Any fan of Verdi would have felt an inner surge when the haunting strains of the lower strings drew in the beginning of the Requiem aeternam. Immediately enticing, it took no time weaving a visual narrative that left the listener in suspense, and the choir's segue provided a lush harmonic layer that departed beautifully into a section without instrumentalists. Peacefully sorrowful and sometimes hopeful, the choristers and musicians performed each segment as its own unique entity, but without any jarring transitions. It read like an opera overture, vast in its scope and almost light-hearted in its conviction. It wasn't until the Dies irae, when the full cavalcade of Death plummeted into battle with a thunderous brass and percussion section against choir and orchestra, that one finally grasped the extent of Verdi's anguish and his intoxication with the supernatural. Here was the answer to the foreboding motif in the strings at the beginning, and it was just as frightening. “Verdi's latest opera, in ecclesiastic dress,” declared pianist and conductor Hans von Bülow, a contemporary of the Italian maestro. Aptly put, for the musical narrative commanded a theatre to accompany it, though it lacked nothing without one. The longest movement in the mass, it was easily the most expansive, ranging from chaotic to triumphant and then at last, in the mystical Lacrimosa, breathtaking as if caught up in sheer wonder at the world.

Equally aware of the piece's operatic nature, mezzo-soprano Spicer was expressive in her contemplations of Judgement, as was Price, her bass counterpart. Yet arguably the most dramatic sequences were given to Seaton and Mee, whose range and depth were slightly stronger than their colleagues, though perhaps one might owe that to Verdi's obsession with soprano and tenor ranges, and his belief in their capacity to convey an elevated sense of spirituality. Seaton's full and pure timbre was seamless; at times, her power scaled the breadth of the cathedral from floor to rafter with the full ensemble at her heels; at other times, her solo note in the high register at piano volume held itself with angelic quality in the Offertory. Mee, whose career on the operatic circuit is impressively prolific, demonstrated his craft with passion and a full-bodied tone which was unparalleled – the task which Verdi had set out for him was fulfilled beautifully.

Other characters would play an important part in the mass, as well – the eerily arpeggiating bassoon, which would hang around the more menacing section of the Dies irae like a spectre; the gloriously uplifting horn complementing the tenor, and answered by the oboe in the later sections of the work; the tranquil flute solo that offered something consolatory in the Agnus Dei. Had the trumpets harnessed the vibrancy of their sound a little more tactfully and not exposed their fragile harmonics to the mercy of the acoustics, and the upper strings approached their tuning with more concentration, the performance would have been almost perfect. But these were fleeting moments, and the musicians adapted quickly – a feat that can be taxing under pressure.

There was a sense, at the ending, of reconciliation, of an ending journey.
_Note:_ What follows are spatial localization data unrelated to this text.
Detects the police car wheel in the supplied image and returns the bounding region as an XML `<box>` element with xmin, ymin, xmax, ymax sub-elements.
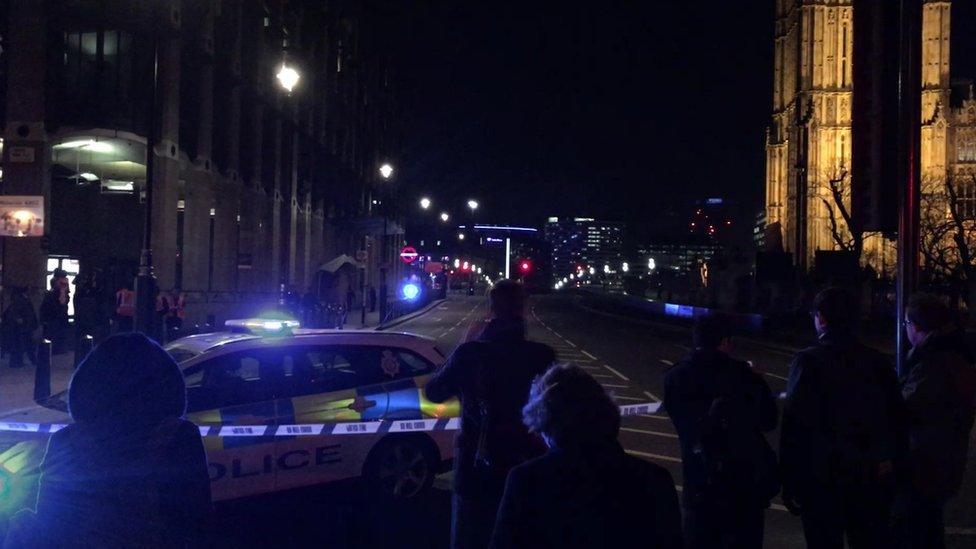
<box><xmin>365</xmin><ymin>436</ymin><xmax>437</xmax><ymax>499</ymax></box>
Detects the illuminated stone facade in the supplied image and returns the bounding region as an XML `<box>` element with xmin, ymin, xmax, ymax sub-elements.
<box><xmin>765</xmin><ymin>0</ymin><xmax>976</xmax><ymax>271</ymax></box>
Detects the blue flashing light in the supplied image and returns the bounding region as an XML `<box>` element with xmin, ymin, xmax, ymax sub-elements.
<box><xmin>401</xmin><ymin>283</ymin><xmax>421</xmax><ymax>301</ymax></box>
<box><xmin>225</xmin><ymin>318</ymin><xmax>300</xmax><ymax>334</ymax></box>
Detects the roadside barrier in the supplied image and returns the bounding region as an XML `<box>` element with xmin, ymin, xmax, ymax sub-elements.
<box><xmin>0</xmin><ymin>402</ymin><xmax>662</xmax><ymax>438</ymax></box>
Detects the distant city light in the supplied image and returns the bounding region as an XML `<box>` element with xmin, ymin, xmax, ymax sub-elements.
<box><xmin>458</xmin><ymin>233</ymin><xmax>465</xmax><ymax>240</ymax></box>
<box><xmin>604</xmin><ymin>264</ymin><xmax>610</xmax><ymax>274</ymax></box>
<box><xmin>440</xmin><ymin>212</ymin><xmax>450</xmax><ymax>222</ymax></box>
<box><xmin>648</xmin><ymin>258</ymin><xmax>656</xmax><ymax>271</ymax></box>
<box><xmin>622</xmin><ymin>262</ymin><xmax>629</xmax><ymax>273</ymax></box>
<box><xmin>379</xmin><ymin>163</ymin><xmax>394</xmax><ymax>179</ymax></box>
<box><xmin>588</xmin><ymin>267</ymin><xmax>595</xmax><ymax>275</ymax></box>
<box><xmin>420</xmin><ymin>197</ymin><xmax>431</xmax><ymax>210</ymax></box>
<box><xmin>570</xmin><ymin>274</ymin><xmax>575</xmax><ymax>280</ymax></box>
<box><xmin>467</xmin><ymin>199</ymin><xmax>479</xmax><ymax>211</ymax></box>
<box><xmin>454</xmin><ymin>258</ymin><xmax>460</xmax><ymax>268</ymax></box>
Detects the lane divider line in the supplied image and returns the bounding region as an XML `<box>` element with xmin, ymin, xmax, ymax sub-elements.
<box><xmin>603</xmin><ymin>364</ymin><xmax>630</xmax><ymax>382</ymax></box>
<box><xmin>581</xmin><ymin>350</ymin><xmax>598</xmax><ymax>360</ymax></box>
<box><xmin>612</xmin><ymin>395</ymin><xmax>645</xmax><ymax>402</ymax></box>
<box><xmin>601</xmin><ymin>383</ymin><xmax>630</xmax><ymax>389</ymax></box>
<box><xmin>764</xmin><ymin>371</ymin><xmax>788</xmax><ymax>381</ymax></box>
<box><xmin>659</xmin><ymin>359</ymin><xmax>674</xmax><ymax>366</ymax></box>
<box><xmin>643</xmin><ymin>390</ymin><xmax>662</xmax><ymax>402</ymax></box>
<box><xmin>625</xmin><ymin>449</ymin><xmax>682</xmax><ymax>463</ymax></box>
<box><xmin>620</xmin><ymin>427</ymin><xmax>679</xmax><ymax>439</ymax></box>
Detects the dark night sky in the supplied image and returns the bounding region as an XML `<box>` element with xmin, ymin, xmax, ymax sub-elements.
<box><xmin>390</xmin><ymin>1</ymin><xmax>976</xmax><ymax>237</ymax></box>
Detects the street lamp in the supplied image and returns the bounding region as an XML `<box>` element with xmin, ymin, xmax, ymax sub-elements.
<box><xmin>458</xmin><ymin>233</ymin><xmax>465</xmax><ymax>241</ymax></box>
<box><xmin>467</xmin><ymin>199</ymin><xmax>479</xmax><ymax>211</ymax></box>
<box><xmin>376</xmin><ymin>162</ymin><xmax>394</xmax><ymax>323</ymax></box>
<box><xmin>419</xmin><ymin>197</ymin><xmax>431</xmax><ymax>210</ymax></box>
<box><xmin>379</xmin><ymin>163</ymin><xmax>394</xmax><ymax>179</ymax></box>
<box><xmin>276</xmin><ymin>63</ymin><xmax>300</xmax><ymax>93</ymax></box>
<box><xmin>622</xmin><ymin>262</ymin><xmax>630</xmax><ymax>273</ymax></box>
<box><xmin>440</xmin><ymin>212</ymin><xmax>450</xmax><ymax>222</ymax></box>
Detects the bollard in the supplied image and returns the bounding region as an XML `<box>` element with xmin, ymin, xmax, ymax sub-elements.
<box><xmin>74</xmin><ymin>334</ymin><xmax>94</xmax><ymax>369</ymax></box>
<box><xmin>34</xmin><ymin>339</ymin><xmax>52</xmax><ymax>403</ymax></box>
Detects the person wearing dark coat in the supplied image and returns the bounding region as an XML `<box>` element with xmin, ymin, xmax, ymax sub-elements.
<box><xmin>664</xmin><ymin>315</ymin><xmax>778</xmax><ymax>548</ymax></box>
<box><xmin>894</xmin><ymin>294</ymin><xmax>976</xmax><ymax>549</ymax></box>
<box><xmin>2</xmin><ymin>286</ymin><xmax>37</xmax><ymax>368</ymax></box>
<box><xmin>780</xmin><ymin>288</ymin><xmax>903</xmax><ymax>549</ymax></box>
<box><xmin>39</xmin><ymin>278</ymin><xmax>68</xmax><ymax>354</ymax></box>
<box><xmin>425</xmin><ymin>280</ymin><xmax>556</xmax><ymax>549</ymax></box>
<box><xmin>4</xmin><ymin>333</ymin><xmax>211</xmax><ymax>548</ymax></box>
<box><xmin>490</xmin><ymin>364</ymin><xmax>682</xmax><ymax>549</ymax></box>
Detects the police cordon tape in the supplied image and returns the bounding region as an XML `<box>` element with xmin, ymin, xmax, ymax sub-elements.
<box><xmin>0</xmin><ymin>402</ymin><xmax>662</xmax><ymax>438</ymax></box>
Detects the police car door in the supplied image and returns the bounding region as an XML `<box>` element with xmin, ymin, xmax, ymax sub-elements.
<box><xmin>275</xmin><ymin>345</ymin><xmax>390</xmax><ymax>491</ymax></box>
<box><xmin>185</xmin><ymin>350</ymin><xmax>283</xmax><ymax>500</ymax></box>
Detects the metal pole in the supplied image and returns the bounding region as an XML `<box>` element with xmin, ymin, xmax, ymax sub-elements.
<box><xmin>505</xmin><ymin>237</ymin><xmax>511</xmax><ymax>279</ymax></box>
<box><xmin>379</xmin><ymin>214</ymin><xmax>388</xmax><ymax>322</ymax></box>
<box><xmin>895</xmin><ymin>0</ymin><xmax>922</xmax><ymax>376</ymax></box>
<box><xmin>134</xmin><ymin>32</ymin><xmax>160</xmax><ymax>339</ymax></box>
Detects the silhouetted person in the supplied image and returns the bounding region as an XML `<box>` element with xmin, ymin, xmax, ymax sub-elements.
<box><xmin>894</xmin><ymin>294</ymin><xmax>976</xmax><ymax>549</ymax></box>
<box><xmin>72</xmin><ymin>273</ymin><xmax>98</xmax><ymax>344</ymax></box>
<box><xmin>425</xmin><ymin>279</ymin><xmax>555</xmax><ymax>549</ymax></box>
<box><xmin>4</xmin><ymin>333</ymin><xmax>211</xmax><ymax>547</ymax></box>
<box><xmin>780</xmin><ymin>288</ymin><xmax>903</xmax><ymax>548</ymax></box>
<box><xmin>114</xmin><ymin>284</ymin><xmax>135</xmax><ymax>333</ymax></box>
<box><xmin>491</xmin><ymin>364</ymin><xmax>682</xmax><ymax>549</ymax></box>
<box><xmin>2</xmin><ymin>286</ymin><xmax>37</xmax><ymax>368</ymax></box>
<box><xmin>39</xmin><ymin>277</ymin><xmax>68</xmax><ymax>354</ymax></box>
<box><xmin>664</xmin><ymin>315</ymin><xmax>778</xmax><ymax>548</ymax></box>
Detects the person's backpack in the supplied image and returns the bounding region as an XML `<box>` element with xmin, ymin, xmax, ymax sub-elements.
<box><xmin>695</xmin><ymin>388</ymin><xmax>780</xmax><ymax>503</ymax></box>
<box><xmin>471</xmin><ymin>351</ymin><xmax>545</xmax><ymax>476</ymax></box>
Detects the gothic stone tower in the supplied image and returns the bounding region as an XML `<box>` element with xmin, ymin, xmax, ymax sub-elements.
<box><xmin>765</xmin><ymin>0</ymin><xmax>952</xmax><ymax>271</ymax></box>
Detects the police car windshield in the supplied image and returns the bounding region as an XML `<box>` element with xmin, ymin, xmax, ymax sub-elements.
<box><xmin>166</xmin><ymin>347</ymin><xmax>199</xmax><ymax>364</ymax></box>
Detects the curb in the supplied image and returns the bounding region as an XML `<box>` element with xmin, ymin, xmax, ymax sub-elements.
<box><xmin>375</xmin><ymin>299</ymin><xmax>447</xmax><ymax>331</ymax></box>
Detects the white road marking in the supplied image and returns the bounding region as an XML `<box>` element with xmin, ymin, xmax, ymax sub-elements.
<box><xmin>612</xmin><ymin>395</ymin><xmax>644</xmax><ymax>401</ymax></box>
<box><xmin>764</xmin><ymin>371</ymin><xmax>789</xmax><ymax>381</ymax></box>
<box><xmin>643</xmin><ymin>390</ymin><xmax>662</xmax><ymax>402</ymax></box>
<box><xmin>621</xmin><ymin>427</ymin><xmax>678</xmax><ymax>439</ymax></box>
<box><xmin>581</xmin><ymin>350</ymin><xmax>598</xmax><ymax>360</ymax></box>
<box><xmin>625</xmin><ymin>449</ymin><xmax>682</xmax><ymax>463</ymax></box>
<box><xmin>601</xmin><ymin>383</ymin><xmax>629</xmax><ymax>389</ymax></box>
<box><xmin>602</xmin><ymin>364</ymin><xmax>630</xmax><ymax>381</ymax></box>
<box><xmin>591</xmin><ymin>373</ymin><xmax>614</xmax><ymax>378</ymax></box>
<box><xmin>659</xmin><ymin>359</ymin><xmax>674</xmax><ymax>366</ymax></box>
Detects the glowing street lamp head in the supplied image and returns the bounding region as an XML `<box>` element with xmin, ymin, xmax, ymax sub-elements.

After descents into doom, funeral marches, victorious resurrections, unravelling fugues and meditative prayers, it was a pianissimo that laid the piece to rest in the Libera me. Verdi paid tribute and immortalised the memory of his hero, the Italian poet Alessandro Manzoni, to whom the work was dedicated – and perhaps it was the notion of epic verse, with its various trials and celebrations, which inspired the soundscape as much as the opera world itself.